Address Size Firmware Function
000 16 bits 5F96, 60AC Command bitmask; see below
002 32 bits 5F9C, 3B2A Source bitmap address
006 16 bits 5FA6 Source x offset
008 16 bits 5FAA Source bitmap width in bytes
00A 32 bits 3B2E, 6014 Mask bitmap address
00E 16 bits Mask x offset
010 16 bits 6022 Mask bitmap width in bytes
012 32 bits 3B32 Destination bitmap address
016 16 bits Destination x offset
018 16 bits 3036 Destination bitmap width in bytes
01A 16 bits Mask width
01C 16 bits 6026 Mask height
01E 16 bits 5F98 ALU function
020 32 bits 5FB0 Tile address
024 16 bits Destination y offset
026 32 bits Line destination bitmap address
02A 16 bits Line steps (optionally including last point)
02C 16 bits Line major axis
02E 16 bits Line minor axis
030 16 bits Line x delta, when accumulator overflows (see below)
032 16 bits Line address, delta when accumulator overflows
034 16 bits Line x delta, when accumulator doesn't overflow
036 16 bits Line address delta, when accumulator doesn't overflow
038 16 bits Line mask x offset
03A 32 bits Line mask bitmap address
03E 16 bits Line mask bitmap width in bytes
040 32 bits
044 16 bits
046 16 bits
048 16 bits
04A 16 bits
04C 16 bits
04E 32 bits Cursor source bitmap address
052 16 bits Cursor source x offset
054 16 bits Cursor source width in bytes
056 32 bits Cursor mask bitmap address
05A 16 bits Cursor mask x offset
05C 16 bits Cursor mask width in bytes
05E 32 bits Cursor destination bitmap address
062 16 bits Cursor destination x offset
064 16 bits Cursor destination width in bytes
066 16 bits Cursor mask width
068 16 bits Cursor mask height
06A 16 bits Cursor ALU function
06C 32 bits (Cursor)

Command bits.

Bit Function
0 Use source bitmap
1 Use mask bitmap
2 Horizontal direction: 0 - right, 1 - left
3 Vertical direction: 0 - downwards, 1 - upwards
4 Use source tile
5 Draw cursor
6 Draw line

Scratchpad location 01E specifies a four-bit code for the ALU function.
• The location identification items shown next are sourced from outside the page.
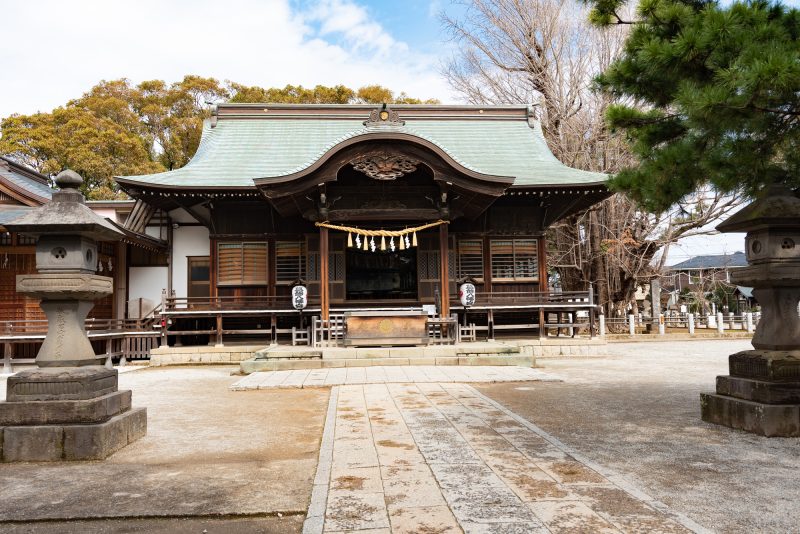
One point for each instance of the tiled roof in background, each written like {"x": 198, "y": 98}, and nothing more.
{"x": 21, "y": 177}
{"x": 238, "y": 150}
{"x": 718, "y": 261}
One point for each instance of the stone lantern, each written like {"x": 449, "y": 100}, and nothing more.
{"x": 762, "y": 392}
{"x": 69, "y": 408}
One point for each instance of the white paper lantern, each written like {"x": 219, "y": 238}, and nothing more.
{"x": 299, "y": 297}
{"x": 466, "y": 293}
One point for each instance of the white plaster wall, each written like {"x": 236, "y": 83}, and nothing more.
{"x": 186, "y": 241}
{"x": 147, "y": 283}
{"x": 180, "y": 215}
{"x": 158, "y": 232}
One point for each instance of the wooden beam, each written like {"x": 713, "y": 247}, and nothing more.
{"x": 542, "y": 253}
{"x": 444, "y": 269}
{"x": 324, "y": 285}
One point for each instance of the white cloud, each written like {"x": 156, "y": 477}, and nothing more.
{"x": 255, "y": 42}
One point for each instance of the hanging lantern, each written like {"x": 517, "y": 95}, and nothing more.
{"x": 299, "y": 295}
{"x": 466, "y": 293}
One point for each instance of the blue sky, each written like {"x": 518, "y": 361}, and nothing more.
{"x": 395, "y": 43}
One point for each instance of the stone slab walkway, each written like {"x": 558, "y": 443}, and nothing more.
{"x": 390, "y": 374}
{"x": 441, "y": 457}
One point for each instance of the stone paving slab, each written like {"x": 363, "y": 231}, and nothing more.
{"x": 415, "y": 374}
{"x": 441, "y": 457}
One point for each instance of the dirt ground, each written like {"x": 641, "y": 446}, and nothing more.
{"x": 638, "y": 412}
{"x": 223, "y": 458}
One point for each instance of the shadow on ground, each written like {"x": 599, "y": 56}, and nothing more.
{"x": 208, "y": 452}
{"x": 638, "y": 412}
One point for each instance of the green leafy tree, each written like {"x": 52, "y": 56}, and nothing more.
{"x": 117, "y": 128}
{"x": 712, "y": 96}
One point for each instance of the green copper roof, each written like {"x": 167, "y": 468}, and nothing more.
{"x": 239, "y": 149}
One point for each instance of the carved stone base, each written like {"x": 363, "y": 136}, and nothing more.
{"x": 771, "y": 420}
{"x": 761, "y": 396}
{"x": 67, "y": 413}
{"x": 61, "y": 383}
{"x": 53, "y": 443}
{"x": 770, "y": 365}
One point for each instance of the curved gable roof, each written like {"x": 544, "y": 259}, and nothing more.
{"x": 248, "y": 142}
{"x": 30, "y": 184}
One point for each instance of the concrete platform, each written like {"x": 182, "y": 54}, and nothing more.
{"x": 412, "y": 374}
{"x": 500, "y": 353}
{"x": 204, "y": 354}
{"x": 764, "y": 419}
{"x": 278, "y": 357}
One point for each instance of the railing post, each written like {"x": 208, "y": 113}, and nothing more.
{"x": 109, "y": 359}
{"x": 591, "y": 311}
{"x": 7, "y": 369}
{"x": 219, "y": 331}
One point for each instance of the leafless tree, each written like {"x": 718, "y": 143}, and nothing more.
{"x": 545, "y": 52}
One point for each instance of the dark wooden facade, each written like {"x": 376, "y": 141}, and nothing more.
{"x": 263, "y": 237}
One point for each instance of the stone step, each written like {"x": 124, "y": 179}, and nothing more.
{"x": 84, "y": 411}
{"x": 764, "y": 419}
{"x": 53, "y": 443}
{"x": 255, "y": 365}
{"x": 759, "y": 390}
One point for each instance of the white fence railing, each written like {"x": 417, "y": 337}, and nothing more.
{"x": 637, "y": 323}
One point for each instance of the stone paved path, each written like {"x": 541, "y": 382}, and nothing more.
{"x": 441, "y": 457}
{"x": 390, "y": 374}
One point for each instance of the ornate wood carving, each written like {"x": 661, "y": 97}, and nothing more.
{"x": 383, "y": 166}
{"x": 383, "y": 117}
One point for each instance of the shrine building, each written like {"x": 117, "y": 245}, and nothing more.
{"x": 370, "y": 207}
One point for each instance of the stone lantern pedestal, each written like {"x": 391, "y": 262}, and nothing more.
{"x": 762, "y": 392}
{"x": 70, "y": 408}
It's an enumeration of all possible logical functions between two binary inputs, where the code specifies the result.

Bits Function
0000 0
0001 src ∧ dst
0010 src ∧ ¬dst
0011 src
0100 ¬src ∧ dst
0101 dst
0110 src ⊻ dst
0111 src ∨ dst
1000 ¬(src ∨ dst)
1001 ¬(src ⊻ dst)
1010 ¬dst
1011 src ∨ ¬dst
1100 ¬src
1101 ¬src ∨ dst
1110 ¬(src ∧ dst)
1111 1

Line drawing is done with a classic Bresenham algorithm. For each step along the major axis, scratchpad location 02E is added to an accumulator. If the accumulator overflows, the location pair 030,032 is used to update the point on the line, and location 02C is subtracted from the accumulator. Otherwise, 034,036 is used.